California State University, Northridge has reported that several of its campus buildings have areas that are contaminated with asbestos. In January, the CSUN Department of Environmental Health and Safety released its annual report on asbestos as required by the California Health and Safety Code. The report identified 18 campus buildings where asbestos was located. The asbestos was identified via the rigorous material sampling and building inspection process established and required by the National Institute for Occupational Safety and Health and the EPA. According to the Assistant Director of Environmental Health and Safety, Antonio Pepe, the asbestos does not pose a health risk as long as it is not disturbed. This was echoed by the January report which indicated that asbestos fibers have to become airborne via physical contact or deterioration to negatively impact health. Although there are currently no plans for a complete removal of all remaining asbestos, Assistant Director Pepe indicated that when possible, asbestos removal will be incorporated into future renovation projects. One of the primary purposes of the mandated asbestos report is to notify the campus community of its location so it can be avoided.
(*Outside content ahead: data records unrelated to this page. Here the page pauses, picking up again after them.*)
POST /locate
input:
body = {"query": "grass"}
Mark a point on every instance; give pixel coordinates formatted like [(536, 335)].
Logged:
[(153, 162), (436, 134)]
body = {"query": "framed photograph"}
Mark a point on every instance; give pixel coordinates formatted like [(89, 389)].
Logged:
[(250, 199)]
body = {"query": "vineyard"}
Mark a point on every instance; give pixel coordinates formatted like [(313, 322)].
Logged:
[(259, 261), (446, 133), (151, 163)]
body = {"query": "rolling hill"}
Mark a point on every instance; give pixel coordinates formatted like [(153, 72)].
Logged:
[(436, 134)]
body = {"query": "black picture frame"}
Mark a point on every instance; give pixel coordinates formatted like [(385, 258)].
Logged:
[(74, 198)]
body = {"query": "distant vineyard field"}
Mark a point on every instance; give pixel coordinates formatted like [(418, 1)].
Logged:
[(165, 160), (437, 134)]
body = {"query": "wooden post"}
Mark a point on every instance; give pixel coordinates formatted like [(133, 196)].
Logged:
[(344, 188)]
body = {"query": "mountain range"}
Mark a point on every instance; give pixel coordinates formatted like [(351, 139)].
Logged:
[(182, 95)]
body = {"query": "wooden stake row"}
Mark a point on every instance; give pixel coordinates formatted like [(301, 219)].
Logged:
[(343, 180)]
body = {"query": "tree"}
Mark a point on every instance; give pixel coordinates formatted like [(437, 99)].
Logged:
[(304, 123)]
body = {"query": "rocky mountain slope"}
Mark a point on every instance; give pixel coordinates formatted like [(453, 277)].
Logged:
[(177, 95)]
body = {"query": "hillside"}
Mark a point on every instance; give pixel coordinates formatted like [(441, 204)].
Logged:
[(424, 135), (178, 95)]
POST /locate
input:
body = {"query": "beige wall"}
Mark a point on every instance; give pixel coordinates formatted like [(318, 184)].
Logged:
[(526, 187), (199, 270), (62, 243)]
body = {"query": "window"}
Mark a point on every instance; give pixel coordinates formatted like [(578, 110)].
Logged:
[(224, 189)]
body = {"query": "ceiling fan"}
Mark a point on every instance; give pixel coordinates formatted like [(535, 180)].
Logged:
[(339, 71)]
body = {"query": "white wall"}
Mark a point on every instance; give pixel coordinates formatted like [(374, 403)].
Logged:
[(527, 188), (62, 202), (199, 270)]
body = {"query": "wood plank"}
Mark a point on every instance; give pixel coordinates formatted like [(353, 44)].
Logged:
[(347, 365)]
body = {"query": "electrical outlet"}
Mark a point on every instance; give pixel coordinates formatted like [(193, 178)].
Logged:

For this reason, residents and employees at California State University, Northridge are encouraged to avoid activities like drilling or attempting to attach things to walls or ceilings in buildings that have been identified as being contaminated with asbestos. Much of the asbestos is found in areas that are not frequented by students and faculty, like hot and cold water pipe insulation, weather stripping, and ceiling tiles. Because each of the buildings where asbestos is present are impacted uniquely, the campus community is encouraged to consult the report online for the specific location of asbestos in each building. The majority of the asbestos that was formerly present in campus buildings has been removed over the past 15 years through a series of renovation projects, some resulting from the earthquake that impacted CSUN in 1994. Asbestos was once commonly used in building construction as insulation and because of its fire retardant properties, but fell out of favor when its negative effect on respiratory health became clear. Exposure to asbestos can lead to illness and disease such as mesothelioma (a rare form of cancer), lung cancer, and asbestosis. Reference:
  • Davis, Laura. (February 9, 2012). “Asbestos found in several campus buildings.” Retrieved on February 17, 2012, from The Daily Sundial.